Over the weekend, 256 football players were drafted by teams in the National Football League.
One of those players is gay.
And when that player, Michael Sam, was drafted in the 7th round Saturday afternoon by the St. Louis Rams, he celebrated by kissing his boyfriend.
The internet, being the internet, blew up.
Some of the explosion was in praise, some was quite the opposite, and then of course, everyone got all kinds of angry at one another.
It’s not surprising. I mean, it’s no secret homosexuality is one of the most popularizing topics of our time. So when ESPN basically plays a Vine of open mouth kissing between dudes, nothing short of a firestorm is to be expected.
While the overall reaction didn’t surprise me, there was an element to it that really got me thinking.
Among the mass of Tweets and comments, there were plenty from people saying they were offended by what they’d seen between Sam and his boyfriend.
That got me to wondering what exactly it was that offended these folks. Like, how exactly did they feel two guys shown kissing on TV was somehow a shot at them and why did it make them so angry?
Told be told though, asking that question is kind of pointless. I can’t answer for any of them nor can I crawl inside their heads and test their motives.
But I can answer for my own motives. I can think about what I’ve actually meant the multiple times I’ve claimed someone’s actions offended me.
Now I’m not talking about an act of evil directed at me personally or an act directed at a group of people I associate myself with or care about.
I’m talking about an act which really had no impact on me whatsoever, but that either didn’t agree with, or simply didn’t like, and therefore claimed to be offended.
What was I really saying at those times?

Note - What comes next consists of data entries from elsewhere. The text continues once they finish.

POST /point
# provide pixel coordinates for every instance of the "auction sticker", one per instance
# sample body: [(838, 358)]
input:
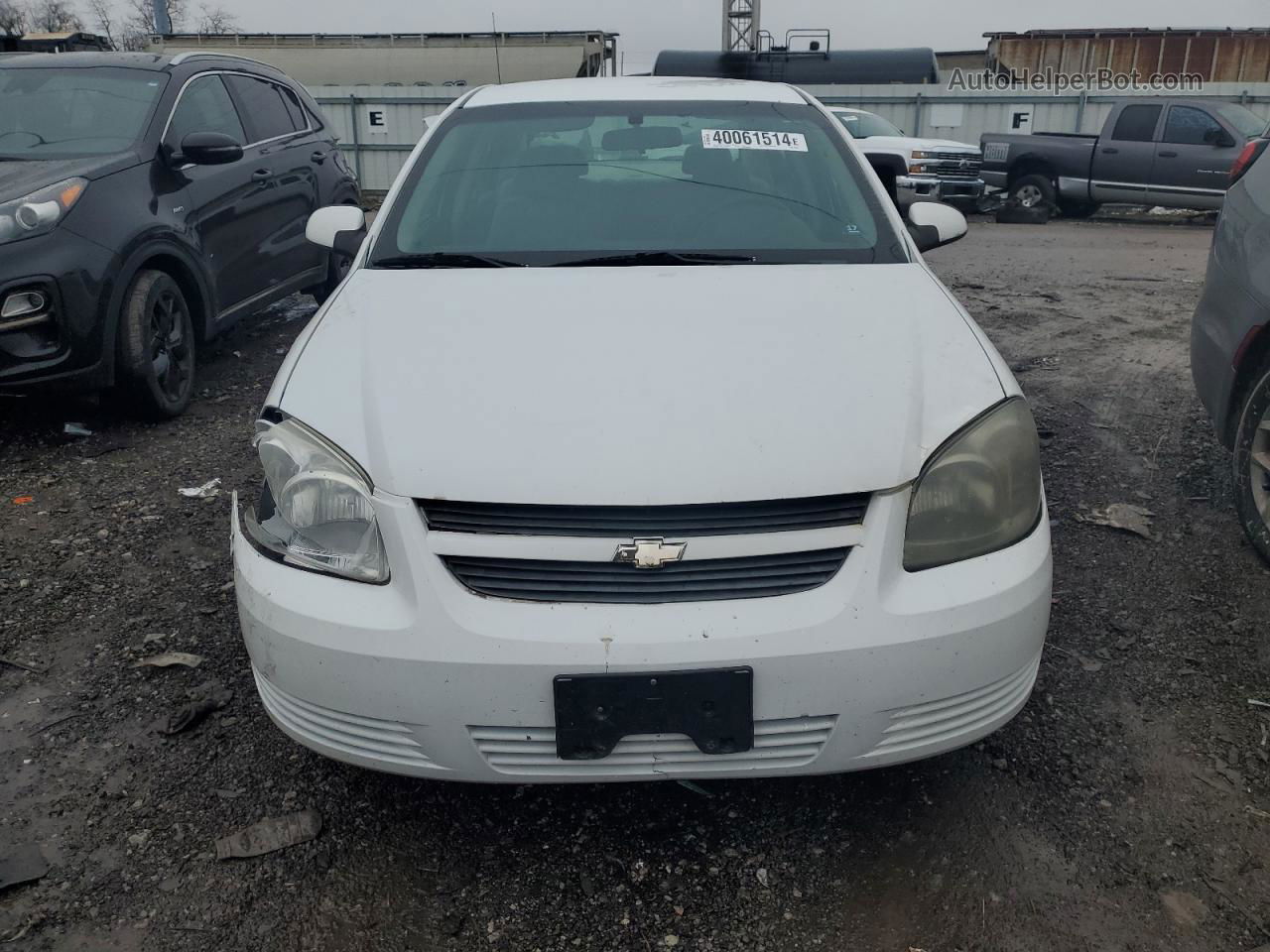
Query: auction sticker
[(753, 139)]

What message was I subliminally communicating?
For me, I think it was pride.
I think it was my way of distancing myself from the act and tossing up a flag to let people know I was above it.
I think it was also me hurling a rock in the direction of those acting in an attempt to draw the attention of others who might join my stone-casting club.
Did I really feel “offended?”
Maybe, but probably not.
I seriously doubt my feelings were ever hurt or my soul was ever weighed down with a burden because of the action. I mean, if I felt that way, wouldn’t I have been far more likely to express concern for the person acting or other negatively affected parties, rather than prop myself up on my offended platform?
To be honest, I’m not even sure I have the right to feel offended by another person’s sin. I mean, it’s a sin against God, not Travis. He’s the one really offended by sin, and to be honest, I’m often on that list of offenders. If I feel the need to claim I’m offended by sin, I need travel no further than my mirror and speak my piece.
Still, even when Jesus walked on Earth, rarely did he act offended by a sin, unless of course it was connected to the religious leaders of the day. Those falsely claiming to act on God’s behalf did tend to fire him up, but others he found sinning he handled differently. Sure, he corrected them, but I don’t ever remembering him standing up and letting them first know how much it offended him.
We Christians are often very fast to climb up on a mountain and pronounce that something in the world offends us, that something going on doesn’t feel right to us. I know because we can smell our own.
But isn’t that expected in a fallen world? And does my declaration of it really bring me any closer to that person? Does it communicate God’s love for that person or even help spark a conversation about it?
I’m not going to tell you whether or not you should have felt offended by Sam’s action on Saturday, or any other action for that matter. I’m also not going to tell you whether or not you should scream your feelings from a mountain somewhere. That’s not my place, that’s on you.
I am, however, simply going to advise you think about why you feel that way before you begin your announcement.
When I did that, my real motives for tossing stones of offense became unsettlingly clear.